FitFuel 30: 30-Day Total Body Transformation
WORKOUT SUMMARY
Main Goal
Weight Loss
Workout Type
HIIT (High-Intensity Interval Training)
Fitness Level
All Levels
Program Duration
30-Day
Days Per Week
5 Days / week
Time Per Workout
30-45 minutes
Equipment Required
Dumbbells, Resistance Bands
Target Gender
Male
This FitFuel 30 program is structured for maximum fat loss, endurance, and muscle toning while utilizing HIIT and strength training principles.

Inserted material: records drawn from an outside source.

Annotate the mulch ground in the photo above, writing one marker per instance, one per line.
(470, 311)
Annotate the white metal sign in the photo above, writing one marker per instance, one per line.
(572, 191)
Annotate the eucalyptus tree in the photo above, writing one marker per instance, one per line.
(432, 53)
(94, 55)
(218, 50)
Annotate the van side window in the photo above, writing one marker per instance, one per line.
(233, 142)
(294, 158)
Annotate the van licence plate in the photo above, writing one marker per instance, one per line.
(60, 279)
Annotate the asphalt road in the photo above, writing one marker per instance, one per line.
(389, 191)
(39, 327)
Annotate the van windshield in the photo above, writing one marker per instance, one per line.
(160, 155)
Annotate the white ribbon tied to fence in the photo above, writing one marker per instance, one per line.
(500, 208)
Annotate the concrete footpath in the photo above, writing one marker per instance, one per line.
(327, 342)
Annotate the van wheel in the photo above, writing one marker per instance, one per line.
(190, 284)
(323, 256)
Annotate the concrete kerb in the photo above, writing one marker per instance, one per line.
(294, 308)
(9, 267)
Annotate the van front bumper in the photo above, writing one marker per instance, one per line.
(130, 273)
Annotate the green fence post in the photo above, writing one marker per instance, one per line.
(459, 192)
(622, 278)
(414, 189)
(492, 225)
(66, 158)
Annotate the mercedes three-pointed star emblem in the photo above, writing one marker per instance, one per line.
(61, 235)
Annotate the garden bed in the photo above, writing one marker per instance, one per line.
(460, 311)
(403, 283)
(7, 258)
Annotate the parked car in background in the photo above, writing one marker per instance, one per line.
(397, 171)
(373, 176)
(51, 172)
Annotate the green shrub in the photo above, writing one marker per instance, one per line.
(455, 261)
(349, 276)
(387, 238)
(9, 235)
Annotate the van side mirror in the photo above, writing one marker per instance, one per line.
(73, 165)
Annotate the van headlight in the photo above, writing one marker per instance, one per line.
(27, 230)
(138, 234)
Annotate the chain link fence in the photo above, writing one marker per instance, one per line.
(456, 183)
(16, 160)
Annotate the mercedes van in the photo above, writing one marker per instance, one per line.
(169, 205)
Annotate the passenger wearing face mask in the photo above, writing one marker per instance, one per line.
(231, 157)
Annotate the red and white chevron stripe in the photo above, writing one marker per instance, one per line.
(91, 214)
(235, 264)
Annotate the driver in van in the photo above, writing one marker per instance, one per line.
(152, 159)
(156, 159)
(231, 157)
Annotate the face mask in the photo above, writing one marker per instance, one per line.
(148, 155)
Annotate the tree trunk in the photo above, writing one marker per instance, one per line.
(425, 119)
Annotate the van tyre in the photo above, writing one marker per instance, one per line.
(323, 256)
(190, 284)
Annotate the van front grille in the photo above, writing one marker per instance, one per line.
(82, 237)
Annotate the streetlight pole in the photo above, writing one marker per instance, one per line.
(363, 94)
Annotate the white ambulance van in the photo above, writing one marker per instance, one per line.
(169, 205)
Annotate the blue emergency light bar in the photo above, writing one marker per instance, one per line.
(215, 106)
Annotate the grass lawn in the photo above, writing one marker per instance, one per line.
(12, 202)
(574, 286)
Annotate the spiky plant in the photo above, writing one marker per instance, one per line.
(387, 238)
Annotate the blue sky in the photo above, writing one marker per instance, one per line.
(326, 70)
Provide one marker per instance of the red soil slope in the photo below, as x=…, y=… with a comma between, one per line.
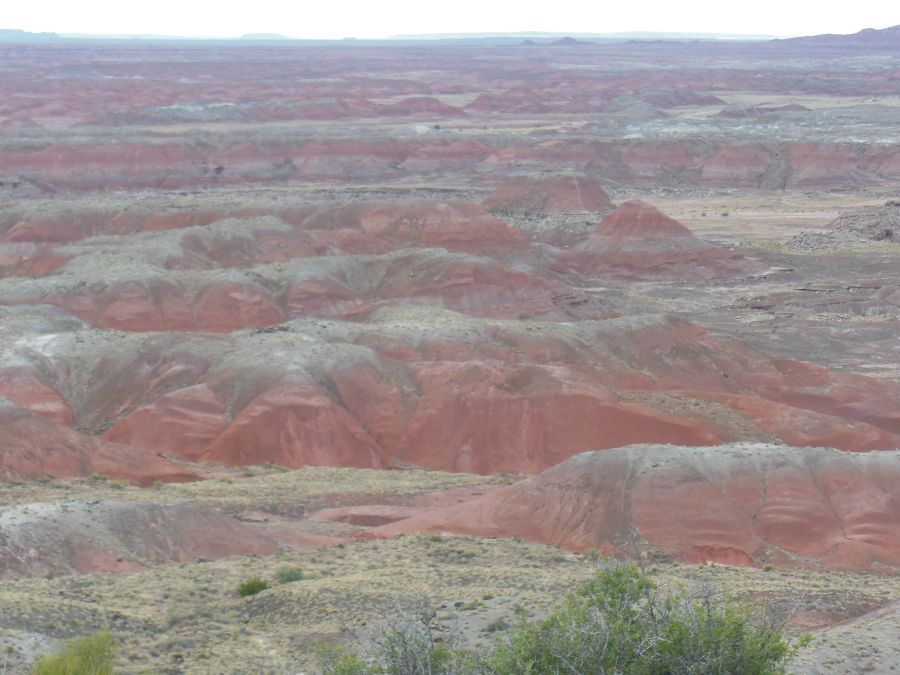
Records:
x=744, y=504
x=565, y=194
x=637, y=241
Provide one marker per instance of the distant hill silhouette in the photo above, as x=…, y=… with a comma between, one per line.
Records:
x=887, y=38
x=16, y=35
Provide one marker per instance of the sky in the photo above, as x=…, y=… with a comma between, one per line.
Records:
x=382, y=18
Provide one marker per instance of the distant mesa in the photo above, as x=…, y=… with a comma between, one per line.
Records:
x=740, y=504
x=885, y=38
x=638, y=241
x=568, y=42
x=545, y=195
x=264, y=36
x=759, y=111
x=15, y=35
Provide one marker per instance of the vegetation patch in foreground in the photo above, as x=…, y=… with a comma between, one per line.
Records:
x=619, y=622
x=252, y=586
x=89, y=655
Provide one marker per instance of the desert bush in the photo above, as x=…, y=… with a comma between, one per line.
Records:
x=288, y=574
x=410, y=643
x=619, y=622
x=252, y=586
x=89, y=655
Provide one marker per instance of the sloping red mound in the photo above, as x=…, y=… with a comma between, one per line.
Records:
x=342, y=286
x=32, y=446
x=565, y=193
x=739, y=504
x=639, y=241
x=425, y=106
x=458, y=226
x=474, y=396
x=109, y=537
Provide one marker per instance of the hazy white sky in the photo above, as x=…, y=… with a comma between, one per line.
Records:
x=380, y=18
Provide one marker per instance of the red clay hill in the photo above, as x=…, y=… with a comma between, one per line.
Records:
x=740, y=504
x=637, y=241
x=561, y=194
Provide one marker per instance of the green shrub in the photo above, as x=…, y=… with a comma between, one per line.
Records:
x=619, y=622
x=89, y=655
x=287, y=574
x=252, y=586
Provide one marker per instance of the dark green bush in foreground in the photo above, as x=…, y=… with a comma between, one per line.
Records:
x=619, y=622
x=287, y=574
x=252, y=586
x=89, y=655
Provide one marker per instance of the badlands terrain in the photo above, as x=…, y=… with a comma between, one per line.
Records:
x=444, y=322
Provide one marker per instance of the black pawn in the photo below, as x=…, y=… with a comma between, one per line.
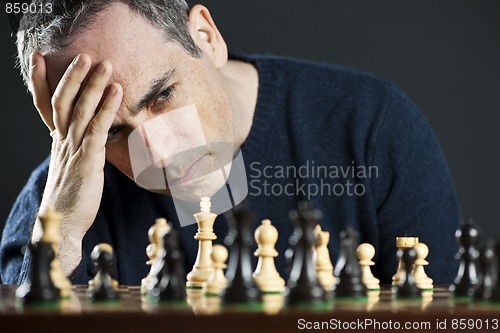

This program includes a mix of strength training, HIIT, and bodyweight exercises to help you achieve a toned, athletic physique. It progressively increases intensity to maximize results.
Notes for Maximum Transformation
- Rest Periods: Keep rest between exercises at 30-45 seconds to maintain intensity.
- Progression: Increase weights and intensity each week.
- Recovery: Incorporate stretching or mobility work on rest days.
- Hydration & Nutrition: Support the program with a high-protein diet and plenty of water.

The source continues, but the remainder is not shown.